Calculate weights for comparison variables based on \(m\) and \(u\) probabilities estimated from a verified dataset.

calculate_weights(
  data,
  variables,
  compare_type = "stringdist",
  suffixes = c("_1", "_2"),
  non_negative = FALSE
)

Arguments

data

data.frame. Verified data. Should have all of the variables you want to calculate weights for from both datasets, named the same with data-specific suffixes.

variables

character vector of the variable names of the variables you want to calculate weights for.

compare_type

character vector. One of 'stringdist' (for string variables) 'ratio','difference' (for numerics) 'indicator' (0-1 dummy indicating if the two are the same),'in' (0-1 dummy indicating if data1 is IN data2), and 'substr' (numeric indicating how many digits are the same.)

suffixes

character vector. Suffixes of of the variables that indicate what data they are from. Default is same as the default for base R merge, c('.x','.y')

non_negative

logical. Do you want to allow negative weights?

Value

list with m probabilities, u probabilites, w weights, and settings, the list argument requried as an input for score_settings in merge_plus using the calculate weights.

Details

This function uses the classic Record Linkage methodology first developed by Felligi and Sunter.
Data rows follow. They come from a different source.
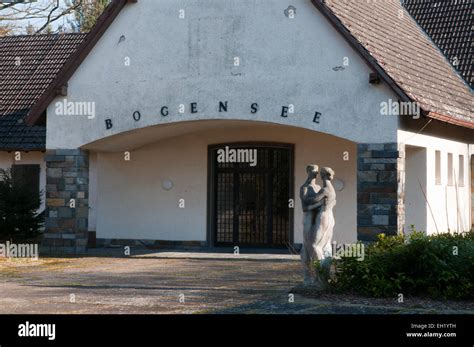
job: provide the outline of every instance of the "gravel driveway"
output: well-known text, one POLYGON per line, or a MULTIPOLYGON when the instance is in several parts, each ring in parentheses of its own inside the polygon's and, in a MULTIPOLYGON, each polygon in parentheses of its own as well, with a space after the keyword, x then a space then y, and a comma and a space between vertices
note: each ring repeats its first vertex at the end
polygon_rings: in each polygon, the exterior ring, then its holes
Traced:
POLYGON ((0 259, 0 313, 474 313, 473 303, 289 292, 297 256, 166 252, 0 259))

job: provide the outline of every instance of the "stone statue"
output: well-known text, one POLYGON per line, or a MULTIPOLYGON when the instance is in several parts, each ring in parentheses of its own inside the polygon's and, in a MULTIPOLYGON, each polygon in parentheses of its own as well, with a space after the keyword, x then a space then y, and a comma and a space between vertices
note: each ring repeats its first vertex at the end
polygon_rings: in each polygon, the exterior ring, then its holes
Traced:
POLYGON ((304 282, 310 283, 315 277, 313 262, 316 259, 316 250, 313 247, 316 240, 314 224, 318 208, 312 210, 308 206, 315 203, 316 194, 321 187, 316 184, 319 167, 317 165, 308 165, 306 173, 308 178, 300 188, 301 205, 303 206, 303 247, 301 249, 301 261, 304 266, 304 282))
POLYGON ((323 188, 316 184, 318 166, 306 168, 308 178, 301 186, 300 198, 303 205, 303 248, 301 260, 304 266, 304 283, 321 284, 314 267, 314 261, 328 265, 332 257, 331 240, 334 229, 333 208, 336 205, 336 191, 331 183, 334 171, 321 169, 323 188))

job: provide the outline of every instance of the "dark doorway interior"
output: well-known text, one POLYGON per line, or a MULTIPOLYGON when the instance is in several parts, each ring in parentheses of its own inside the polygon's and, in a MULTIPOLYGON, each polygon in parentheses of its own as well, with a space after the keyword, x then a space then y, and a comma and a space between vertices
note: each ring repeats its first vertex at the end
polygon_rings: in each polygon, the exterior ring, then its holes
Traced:
POLYGON ((289 200, 293 198, 293 146, 215 145, 209 147, 209 160, 212 244, 244 247, 292 244, 293 209, 289 200), (226 147, 228 152, 256 151, 256 164, 219 161, 222 159, 219 153, 226 147))

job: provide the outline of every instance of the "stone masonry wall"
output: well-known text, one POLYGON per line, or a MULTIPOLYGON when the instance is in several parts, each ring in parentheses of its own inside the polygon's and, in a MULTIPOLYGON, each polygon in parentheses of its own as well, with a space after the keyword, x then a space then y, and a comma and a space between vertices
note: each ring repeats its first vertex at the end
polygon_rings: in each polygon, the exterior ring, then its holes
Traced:
POLYGON ((357 146, 357 238, 396 235, 405 225, 405 148, 397 143, 357 146))
POLYGON ((89 215, 89 154, 80 149, 49 150, 46 161, 46 218, 42 247, 86 250, 89 215))

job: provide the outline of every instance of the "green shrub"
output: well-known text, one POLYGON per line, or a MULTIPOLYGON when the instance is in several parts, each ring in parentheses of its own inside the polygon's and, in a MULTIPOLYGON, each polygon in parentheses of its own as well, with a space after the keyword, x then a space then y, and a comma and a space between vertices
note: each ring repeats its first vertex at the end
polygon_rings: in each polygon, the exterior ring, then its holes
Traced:
POLYGON ((24 241, 37 237, 43 215, 40 192, 21 179, 13 179, 11 170, 0 169, 0 241, 24 241))
POLYGON ((336 292, 374 297, 398 293, 444 299, 474 298, 474 231, 426 236, 379 235, 365 259, 334 259, 336 292), (457 253, 457 255, 456 255, 457 253))

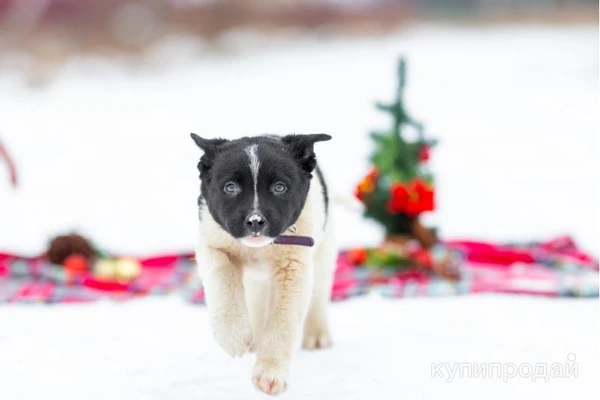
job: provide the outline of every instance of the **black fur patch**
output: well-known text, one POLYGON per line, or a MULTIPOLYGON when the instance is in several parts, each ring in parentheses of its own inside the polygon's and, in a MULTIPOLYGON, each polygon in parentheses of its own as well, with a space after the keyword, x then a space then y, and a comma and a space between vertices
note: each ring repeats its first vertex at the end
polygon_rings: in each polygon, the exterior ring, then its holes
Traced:
POLYGON ((317 166, 316 169, 317 178, 319 179, 319 183, 323 188, 323 201, 325 202, 325 223, 327 223, 327 216, 329 215, 329 193, 327 191, 327 183, 325 183, 325 178, 323 177, 323 173, 321 169, 317 166))
MULTIPOLYGON (((316 167, 313 145, 331 136, 287 135, 244 137, 237 140, 203 139, 192 134, 204 150, 198 169, 202 196, 198 206, 206 205, 215 221, 235 238, 248 236, 246 217, 259 211, 266 221, 263 234, 276 237, 293 225, 306 202, 312 172, 316 167), (255 147, 260 163, 256 194, 258 210, 254 210, 255 188, 250 168, 249 149, 255 147), (233 183, 238 191, 228 193, 225 187, 233 183), (285 185, 283 193, 275 191, 278 183, 285 185)), ((322 174, 318 179, 328 198, 322 174)))

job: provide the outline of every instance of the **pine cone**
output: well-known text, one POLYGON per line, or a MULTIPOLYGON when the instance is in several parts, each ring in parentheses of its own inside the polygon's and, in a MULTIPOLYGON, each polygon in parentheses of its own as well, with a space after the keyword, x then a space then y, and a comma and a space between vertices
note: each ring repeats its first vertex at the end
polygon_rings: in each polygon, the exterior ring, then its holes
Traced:
POLYGON ((46 259, 53 264, 62 264, 73 254, 79 254, 91 262, 96 252, 83 236, 71 234, 52 239, 46 252, 46 259))

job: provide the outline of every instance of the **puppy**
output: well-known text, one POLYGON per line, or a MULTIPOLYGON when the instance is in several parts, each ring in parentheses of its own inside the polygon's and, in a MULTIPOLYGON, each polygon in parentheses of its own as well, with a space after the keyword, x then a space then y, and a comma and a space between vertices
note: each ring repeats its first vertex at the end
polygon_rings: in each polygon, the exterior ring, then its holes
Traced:
POLYGON ((214 337, 234 357, 255 349, 252 382, 281 393, 302 330, 304 348, 331 345, 337 248, 314 152, 331 136, 192 138, 204 152, 196 259, 214 337), (281 235, 314 246, 276 244, 281 235))

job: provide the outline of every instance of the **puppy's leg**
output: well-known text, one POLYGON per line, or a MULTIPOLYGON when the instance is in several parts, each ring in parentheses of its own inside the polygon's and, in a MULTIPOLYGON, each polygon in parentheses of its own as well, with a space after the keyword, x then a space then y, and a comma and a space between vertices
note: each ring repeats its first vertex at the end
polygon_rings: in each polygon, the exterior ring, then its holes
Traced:
POLYGON ((308 308, 312 283, 310 251, 290 252, 275 266, 267 323, 258 341, 252 382, 271 395, 287 389, 287 376, 296 339, 308 308))
POLYGON ((228 354, 241 357, 252 345, 241 267, 223 251, 202 249, 198 255, 213 335, 228 354))
POLYGON ((250 314, 250 324, 252 325, 252 336, 254 337, 251 350, 254 351, 267 319, 269 284, 260 278, 244 275, 244 289, 246 291, 248 313, 250 314))
POLYGON ((327 308, 337 265, 337 246, 334 237, 325 235, 315 254, 315 271, 312 297, 306 320, 302 347, 319 349, 332 344, 327 322, 327 308))

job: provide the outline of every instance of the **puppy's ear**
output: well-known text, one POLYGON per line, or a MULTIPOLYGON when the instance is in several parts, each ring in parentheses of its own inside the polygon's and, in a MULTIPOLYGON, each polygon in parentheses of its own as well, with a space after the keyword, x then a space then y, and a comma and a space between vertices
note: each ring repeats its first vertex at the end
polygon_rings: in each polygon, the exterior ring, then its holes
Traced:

See Record Linkage. \(m\) is the probability of a given link between observations is a true match, while \(u\) is the probability of an unlinked pair of observations being a true match. calculate_weights computes a preliminary weight for each variable by computing $$w = \log_2 (\frac{m}{u}),$$ then making these weights sum to 1. Thus, the weights that have higher \(m\) and lower \(u\) probabilities will get higher weights, which makes sense given the definitions. These weights can then be easily passed into the score_settings argument of merge_plus or tier_match, or into the wgts argument of multivar_match.